Mindfulness could help us unlearn fear
Throughout evolutionary history, fear has helped humans stay safe and thrive. But in the modern world, many fear responses — such as phobias — are, at best, unhelpful and, at worst, debilitating. Yet, accumulating evidence shows that mindfulness practice could help us unlearn these responses.
The practice of mindfulness — the purpose of which is to help an individual focus on stimuli occurring in the present moment — is gaining momentum across countries and cultures.
Anecdotal evidence suggests that mindfulness can help people feel calmer, more serene, and more motivated in their day-to-day life.
And the findings of an increasing number of studies are now backing up that evidence, indicating that mindfulness practice can bring real benefits for physical and, especially, mental health.
Studies covered by Medical News Today last year linked mindfulness to better blood pressure control and improved effectiveness of opioid use disorder treatments. Previous research has also suggested that mindfulness may help lower symptoms of depression and anxiety.
Now, a study from the University of Southern Denmark in Odense, Uppsala and Lund Universities in Sweden, Peking University in Beijing, China, and Icahn School of Medicine at Mount Sinai in New York City, NY has found evidence that mindfulness could help people unlearn their fear responses.
While fear has had a positive role in human evolution, helping our ancestors steer clear of dangerous situations, nowadays, many people experience learned fear responses that are unhelpful and counterproductive.
Examples of such fear responses include phobias, such as the fear of flying, which are very difficult to eradicate once they take root.
But the current research suggests that people who practice mindfulness long term find it easier to unlearn fear responses — and remain fear-free — as the study paper from Nature Scientific Reports explains.
To find out whether mindfulness could really help people unlearn fear responses, the researchers recruited 26 healthy participants, whom they randomly split into two groups.
Volunteers from one group received daily mindfulness training for 4 weeks through a popular mindfulness app. By contrast, those from the other group received no such training, thus making up the control cohort.
At the end of the 4 weeks, all the volunteers agreed to undertake an experiment that the researchers conducted over 2 days.
On the first day, the participants learned a fear response by watching a slideshow of images. As particular images came up on the screen, they also received mild electric shocks. Thus, they learned to associate the unpleasant shocks with the images, and so, whenever they came up, the participants would experience increased sweating, a mark of the fight or flight response.
Once they had taught the participants this association, the researchers then proceeded to extinguish this reaction.

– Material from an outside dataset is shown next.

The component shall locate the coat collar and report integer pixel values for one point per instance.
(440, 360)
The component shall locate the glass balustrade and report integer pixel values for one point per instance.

They did this by repeatedly showing the volunteers the same set of images, but this time without delivering any electric shocks.
The researchers wanted to find out in which of the participants — if any — the unlearning (or extinction learning) of the fear response would stick, since, they explain, the fearful associations typically tend to return very quickly.
On day two of the experiment, the investigators sat all the participants down to view the same slideshow and hooked them up to the device they used to deliver electric shocks — without, however, delivering any shocks to the volunteers.
The researchers found that the participants who had received mindfulness training did not experience a fear reaction when they viewed the pictures with which they had previously formed unpleasant associations.
In the participants who had not received mindfulness training, however, the fear responses made a comeback, as demonstrated by skin conductance measurements that assessed physiological markers of psychological arousal.
Thanks to the study findings, says first author Johannes Björkstrand, Ph.D., “[w]e can show that mindfulness does not only have an effect on subjective experiences of negative emotions, as has been shown previously, but that you can actual see clear effects on autonomic arousal responses, even with a limited amount of training.”
“It is also interesting that the intervention appears to have a specific effect on extinction retention, which is in line with previous brain imaging studies on mindfulness, and also has some implications for how these types of interventions could be used to treat anxiety-related problems in a clinical context.”
Johannes Björkstrand, Ph.D.
Björkstrand argues that adding mindfulness therapy to exposure therapy — which people typically use to help others overcome phobias — could boost its effectiveness.
“Our results suggest that if you combine mindfulness training with exposure therapy, maybe you can achieve larger and longer lasting treatment effects,” he says.
For now, the research team is seeking to confirm their results by repeating the experiments with a larger cohort of volunteers.
“We are currently repeating the experiment with twice the number of participants, and the whole thing is carried out inside an fMRI-scanner equipped with an extra strong electromagnetic field so that we can measure their brain activity to a high degree of precision throughout all parts of the experiment,” says the study’s senior author, associate professor Ulrich Kirk.
“We hope to show that the effect is robust and that we can replicate the current findings, and also say what processes in the brain are involved in producing these effects,” Kirk adds.